Aug 5, 2021, 10:39:27 PM8/5/21
to Feedly Cloud
messaged the Feedly general Slack channel on this topic, but am thinking it's more relevant to ask in this Developer Forum. Cross-posting below:

I'm working on creating a RSS feed that Feedly can read and was wondering if there's a way to mark the RSS to invalidate Feedly's cached version of it and prompt Feedly to refetch either certain RSS elements or the entire feed anew. The problem I'm encountering is images aren't loading because their CDN links have expired (and I don't have much control over their expiration time). If I could prompt Feedly to refetch the feed from scratch (rather than what I think is default behavior of polling but not necessarily replacing the RSS with a fresh feed), I believe the CDN links would be regenerated and images would load properly.
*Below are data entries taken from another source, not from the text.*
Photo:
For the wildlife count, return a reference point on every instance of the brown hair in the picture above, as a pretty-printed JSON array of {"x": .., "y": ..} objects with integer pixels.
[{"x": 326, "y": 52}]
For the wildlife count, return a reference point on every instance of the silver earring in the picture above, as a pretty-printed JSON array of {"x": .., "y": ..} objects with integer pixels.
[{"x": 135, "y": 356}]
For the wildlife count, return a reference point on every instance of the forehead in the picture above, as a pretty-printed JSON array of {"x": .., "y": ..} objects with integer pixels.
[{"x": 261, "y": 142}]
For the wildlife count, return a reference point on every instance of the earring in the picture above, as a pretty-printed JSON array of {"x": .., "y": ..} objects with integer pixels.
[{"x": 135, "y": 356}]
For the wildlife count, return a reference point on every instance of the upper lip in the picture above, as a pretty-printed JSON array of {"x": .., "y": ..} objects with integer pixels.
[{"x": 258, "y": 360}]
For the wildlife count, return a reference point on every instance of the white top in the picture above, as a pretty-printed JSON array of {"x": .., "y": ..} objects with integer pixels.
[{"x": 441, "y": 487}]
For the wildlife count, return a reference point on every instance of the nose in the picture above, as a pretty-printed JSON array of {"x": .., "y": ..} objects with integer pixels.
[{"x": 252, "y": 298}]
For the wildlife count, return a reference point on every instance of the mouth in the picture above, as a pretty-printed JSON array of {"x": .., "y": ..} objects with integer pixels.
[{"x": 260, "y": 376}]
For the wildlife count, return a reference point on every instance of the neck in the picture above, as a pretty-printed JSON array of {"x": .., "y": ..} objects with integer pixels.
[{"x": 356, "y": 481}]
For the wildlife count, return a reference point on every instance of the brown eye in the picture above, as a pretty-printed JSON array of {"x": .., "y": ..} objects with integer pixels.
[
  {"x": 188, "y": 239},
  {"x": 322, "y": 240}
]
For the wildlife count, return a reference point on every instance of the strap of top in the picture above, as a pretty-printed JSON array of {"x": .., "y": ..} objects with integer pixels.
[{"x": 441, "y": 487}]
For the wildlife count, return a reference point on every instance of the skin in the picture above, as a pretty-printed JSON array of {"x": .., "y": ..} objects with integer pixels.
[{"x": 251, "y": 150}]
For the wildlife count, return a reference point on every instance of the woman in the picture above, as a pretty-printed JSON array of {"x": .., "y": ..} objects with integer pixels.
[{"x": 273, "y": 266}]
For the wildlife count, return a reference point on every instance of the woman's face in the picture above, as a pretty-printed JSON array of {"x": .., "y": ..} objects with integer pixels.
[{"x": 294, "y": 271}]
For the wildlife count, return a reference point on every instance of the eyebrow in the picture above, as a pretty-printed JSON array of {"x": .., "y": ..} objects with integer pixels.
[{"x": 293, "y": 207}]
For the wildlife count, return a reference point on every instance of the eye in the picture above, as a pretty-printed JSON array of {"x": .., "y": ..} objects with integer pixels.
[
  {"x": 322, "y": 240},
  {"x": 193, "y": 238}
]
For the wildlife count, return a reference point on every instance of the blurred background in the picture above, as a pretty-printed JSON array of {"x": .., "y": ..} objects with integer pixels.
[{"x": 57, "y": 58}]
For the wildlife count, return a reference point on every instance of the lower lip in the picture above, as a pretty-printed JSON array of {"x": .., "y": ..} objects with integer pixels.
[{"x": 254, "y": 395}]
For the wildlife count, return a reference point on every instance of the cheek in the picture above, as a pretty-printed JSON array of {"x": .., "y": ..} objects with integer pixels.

I'm at the same time trying to extend the expiration time of these CDN links but it would still help to have a better understanding of how the Feedly cache works.

But regardless, if there's a way to prompt a "fetch from scratch" or "fetch from scratch after 3 days" through some RSS markup, I think that would help ensure photos load properly in my RSS feed.

Am also now aware there was this Q&A in the developer forum but am wondering if there's any other way to prompt a cache refresh through the XML

David Chatenay

Aug 12, 2021, 5:40:01 AM8/12/21
to Marcus S, Feedly Cloud
  Hi Marcus,
  Thanks for reaching out.
  RSS has limited support for updates (and none for deleting). It was designed for a "latest news" model, where a limited number (20-50 typically) of recently published articles is provided, not the full timeline.
  In the "poll" model, RSS pollers are expected to fetch RSS feeds regularly, use GUIDs to identify new entries not already fetched, and update existing entries (based on that same GUID) if the content has been updated. If an old entry needs to be updated it would have to be "re-published" in the list of new entries, using the same GUID to avoid creating duplicates. 
  The "push" model (PubSubHubBub) behaves much the same way, except only new and updated articles are pushed to registered servers, which is a lot more efficient and fast.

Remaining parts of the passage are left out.